В тот год на диво жарким лето оказалось. Ни единой дождинки не выпало на землю. Стал от голода народ умирать, глазами маяться. Загноятся они у человека, погноят, погноят и ослепнут. За этой бедой — новая, большим валом в непогоду черная смерть пошла по степям и сопкам гулять. Целыми аулами и деревнями вымирал народ. Пришел мор и к Мухасане, Вахрушке и Гасану.
Первым заскудался Вахрушка. Стал он маяться глазами. Будто пеленой из колючек их закрыло. Затревожился Гасан и Мухасана. Разными снадобьями принялись они его выхаживать. Но со степных просторов все больше и больше раскаленный ветер проносился. Приказал бай всем пастухам сняться с места и скот весь увести в горы. Так больным и сел на коня Вахрушка, и если бы не Гасан, совсем бы пришлось худо парню.
Заплакала Мухасана, проводив брата и Вахрушку. При них бодрилась, а как пыль улеглась за табунами, будто оборвалось в ее груди сердце. Жалко ей стало Вахрушку. Смола не смола, а прикипело. Не оторвать, не вырезать. «Как помочь ему, чтобы не ослеп?» — думала она про себя, сидя у юрты. И вдруг раз увидала, как прямо к ней старуха шла. Подошла бабка и спросила:
— Не знаешь ли, девушка, пастуха, Вахрамеем прозывают?
— А зачем он тебе, бабка? — на родном для Вахрушки языке спросила Мухасана.
Научилась она от Вахрушки и от других поселенцев русскую речь понимать. Немало русских кругом селилось. В такой же жили бедности, как и башкиры, оттого не гнушались друг друга. В добрые дни вместе на круг ходили, не оглядываясь на стариков, ворчавших, как всегда, на своеволие молодых.
— Я поклон ему от отца принесла, — сказала старуха, вытирая пот кончиком платка с лица, изрезанного морщинами.

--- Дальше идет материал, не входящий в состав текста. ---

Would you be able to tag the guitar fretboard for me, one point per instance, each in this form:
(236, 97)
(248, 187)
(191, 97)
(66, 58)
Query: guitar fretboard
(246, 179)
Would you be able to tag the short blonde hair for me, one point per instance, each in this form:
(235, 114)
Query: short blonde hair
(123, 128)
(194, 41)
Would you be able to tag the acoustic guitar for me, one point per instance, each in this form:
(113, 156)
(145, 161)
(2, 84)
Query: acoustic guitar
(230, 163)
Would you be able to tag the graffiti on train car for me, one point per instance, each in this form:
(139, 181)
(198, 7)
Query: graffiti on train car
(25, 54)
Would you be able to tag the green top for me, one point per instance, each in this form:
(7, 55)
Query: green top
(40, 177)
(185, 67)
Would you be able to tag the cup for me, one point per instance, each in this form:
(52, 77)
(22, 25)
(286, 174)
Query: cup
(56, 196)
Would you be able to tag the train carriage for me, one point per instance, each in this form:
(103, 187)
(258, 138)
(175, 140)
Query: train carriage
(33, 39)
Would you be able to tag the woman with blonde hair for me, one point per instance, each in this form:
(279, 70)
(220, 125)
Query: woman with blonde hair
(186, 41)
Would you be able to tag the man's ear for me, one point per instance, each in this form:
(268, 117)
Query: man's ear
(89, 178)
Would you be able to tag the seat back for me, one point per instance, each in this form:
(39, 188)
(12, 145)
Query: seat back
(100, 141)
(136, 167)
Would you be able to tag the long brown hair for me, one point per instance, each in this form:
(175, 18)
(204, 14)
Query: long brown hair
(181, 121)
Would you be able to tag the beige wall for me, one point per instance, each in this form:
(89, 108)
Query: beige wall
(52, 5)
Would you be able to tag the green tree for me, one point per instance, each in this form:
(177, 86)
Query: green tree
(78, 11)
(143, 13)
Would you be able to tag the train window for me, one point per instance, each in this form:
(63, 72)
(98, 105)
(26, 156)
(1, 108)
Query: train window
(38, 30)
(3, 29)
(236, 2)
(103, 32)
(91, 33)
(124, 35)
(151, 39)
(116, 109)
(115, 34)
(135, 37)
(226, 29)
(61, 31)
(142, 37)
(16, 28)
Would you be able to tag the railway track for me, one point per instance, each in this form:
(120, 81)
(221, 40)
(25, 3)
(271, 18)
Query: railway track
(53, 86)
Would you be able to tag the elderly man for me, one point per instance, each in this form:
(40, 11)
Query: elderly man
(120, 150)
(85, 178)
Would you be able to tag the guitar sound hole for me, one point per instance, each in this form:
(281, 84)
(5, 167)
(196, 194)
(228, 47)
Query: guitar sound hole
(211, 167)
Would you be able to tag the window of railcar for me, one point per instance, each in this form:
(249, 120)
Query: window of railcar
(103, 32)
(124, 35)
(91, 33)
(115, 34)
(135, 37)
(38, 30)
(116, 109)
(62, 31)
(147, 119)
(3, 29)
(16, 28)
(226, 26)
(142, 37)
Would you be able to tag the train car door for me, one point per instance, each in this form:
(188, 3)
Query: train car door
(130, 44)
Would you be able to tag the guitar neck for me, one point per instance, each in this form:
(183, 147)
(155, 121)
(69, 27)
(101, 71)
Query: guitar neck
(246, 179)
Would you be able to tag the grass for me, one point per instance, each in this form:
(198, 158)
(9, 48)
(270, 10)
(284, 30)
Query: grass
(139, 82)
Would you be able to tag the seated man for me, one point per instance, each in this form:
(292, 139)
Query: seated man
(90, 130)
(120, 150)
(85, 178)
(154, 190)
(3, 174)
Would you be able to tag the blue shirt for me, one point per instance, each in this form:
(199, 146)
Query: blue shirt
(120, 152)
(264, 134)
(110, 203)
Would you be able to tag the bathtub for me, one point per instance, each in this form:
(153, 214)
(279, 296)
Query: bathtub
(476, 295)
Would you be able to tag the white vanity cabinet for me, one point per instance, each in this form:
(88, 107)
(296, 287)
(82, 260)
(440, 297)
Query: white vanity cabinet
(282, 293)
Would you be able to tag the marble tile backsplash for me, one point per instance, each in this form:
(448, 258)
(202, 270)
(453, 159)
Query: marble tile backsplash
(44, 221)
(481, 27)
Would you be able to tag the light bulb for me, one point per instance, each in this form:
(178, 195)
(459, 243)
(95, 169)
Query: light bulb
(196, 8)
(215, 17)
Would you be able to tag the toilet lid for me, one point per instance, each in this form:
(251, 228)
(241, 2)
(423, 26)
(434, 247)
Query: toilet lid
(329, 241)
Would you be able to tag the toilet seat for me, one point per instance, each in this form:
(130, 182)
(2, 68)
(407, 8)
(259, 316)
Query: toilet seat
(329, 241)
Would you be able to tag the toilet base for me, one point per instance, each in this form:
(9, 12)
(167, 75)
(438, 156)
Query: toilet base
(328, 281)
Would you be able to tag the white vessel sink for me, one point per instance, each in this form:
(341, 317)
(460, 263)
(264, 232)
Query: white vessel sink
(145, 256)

Обрадовалась Мухасана. Обцеловала эти бабкины морщины, только когда целовала, то показалось Мухасане, что от старухиной кожи холодком несет. Но не до этого девушке было. Дорогой гостьей повела она ее в юрту. Усадила на самую толстую кошму, свежим напоила кумысом, баранины принесла. И опять, когда наелась старуха и скинула с головы платок, пуще прежнего удивилась Мухасана: у старухи, как у молодой, толстая коса венком на голове лежала. В диковинку была девушке и одежа на старухе: старушечий сарафан до полу зеленым светом отдавал и платок был тоже сзелена, и на нем при солнце какие-то диковинные цветы зелеными огоньками блестели.
И снова ни к чему это все было для Мухасаны, оттого что гостья так складно говорила, а главное, все знала про ее, Мухасанину, любовь к Вахрушке и про то, что он глазами страдает и шибко ей, Мухасане, его жалко, а чем помочь ему, она не знает.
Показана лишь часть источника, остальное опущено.